\\\

Перси забыл закрыть балкон, уходя в магазин, что было не особенно кстати, учитывая бушевавшую на улице метель. Он весьма поэтично обматерил себя и всех ответственных за погоду богов, пока собирал разлетевшиеся по полу тетрадки и ручки, до этого спокойно хранившиеся на подоконнике, и вытирал с пола и стен талые разводы грязного городского снега.

Впрочем, его не так уж бесила погода. Особенно белое серебро снежных хлопьев, укутывающее бренную серость Нью-Йорка и оседающее на рождественских венках уличного декора. Перси довольно и счастливо мурлыкал себе под нос джингл беллс, скрипя свежим снегом под подошвами осенних кроссовок и совсем по-детски радуясь, когда видел блестящие гирлянды на витринах и бумажные снежинки на окнах. Даже свист пронизывающего до самых костей ветра и лезущие за шкирку снежные хлопья не раздражали.

Но вот убираться сегодня он не планировал. Сегодня по расписанию отдыхать и радоваться жизни, а не с тряпкой и моющим по полу ползать, потому что снег не только мокрый, но еще и грязный от дорожной пыли. Но кто его, собственно, спрашивал.

Перси кидает мокрую тряпку на батарею в ванной и, бредя на кухню, едва не падает, споткнувшись о брошенный в коридоре пакет. Высыпает его содержимое на обеденный стол, с гордым радостным довольством рассматривая цветные обертки шоколадок, которые любит мама, мешочки чаев, зеленых с разнотравьем и черных с кусочками фруктов, которые обожают они оба, карамельные тросточки, которые они на праздники расставляют во все стаканы, которые только есть в доме, а потом едят еще по полгода, пачки печенья, которые конечно не так хороши, как мамины, но Лука все равно их грызет, как хомяк, так что запас лишним не будет.

Перси смотрит и думает — идеально. Можно не выходить из дома все пол недели до Рождества, устроив внеплановый саботаж школы. Этим вечером мама остается у Пола, но завтра и следующие вечера предпраздничного ожидания она будет дома, с ним, а в сам праздник они будут втроем — смотреть рождественские фильмы, печь с мамой печеньки и запекать индейку, резать салатики и болтать обо всем, чем можно, греясь уютным теплом домашнего очага, пока за окнами серебро снега засыпает шум и серость Нью-Йорка.

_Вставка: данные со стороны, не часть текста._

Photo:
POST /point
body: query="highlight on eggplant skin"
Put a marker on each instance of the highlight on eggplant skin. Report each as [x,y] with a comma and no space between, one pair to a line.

Это будет идеальное Рождество.

Возможно, это будет его последнее Рождество, потому что Перси умрет летом. Но об этом думать не хочется. Ни о пророчестве, ни о войне.

На сегодня у Перси другие планы.

Перси ставит чайник закипать, выстукивает на дереве столешницы мотив какой-то рождественской песни, даже близко не попадая в ритм. Кладет в чай мяту, мед и корицу. Тащит кружку с чаем и мамин ноутбук к себе, забирается на диван и кутается в пушистый голубой плед, планируя не выбираться из него примерно никогда. Роется на ютюбе, смотрит бессмысленные и уютные рождественские блоги. Смотрит на часы — и ждет.

Никогда нет гарантии, что дождется, и все же это не мешает Перси надеяться, и Перси будет надеяться так долго, как только возможно. Сегодня удача — и Афродита с Гестией, которым он с утра принес в жертву последние из испеченных мамой вчера печенек — на его стороне, поэтому в одиннадцатом часу он наконец дожидается.

Лука вскрывает ножом замок на окне так ловко и тихо, что Перси ничего бы и не заметил, если бы не ждал этого последние три часа. Перси, закутанный в плед по шею, довольно улыбается, чувствуя щеками морозный порыв уличного ветра, и прикусывает щеку изнутри, пытаясь улыбаться не слишком широко.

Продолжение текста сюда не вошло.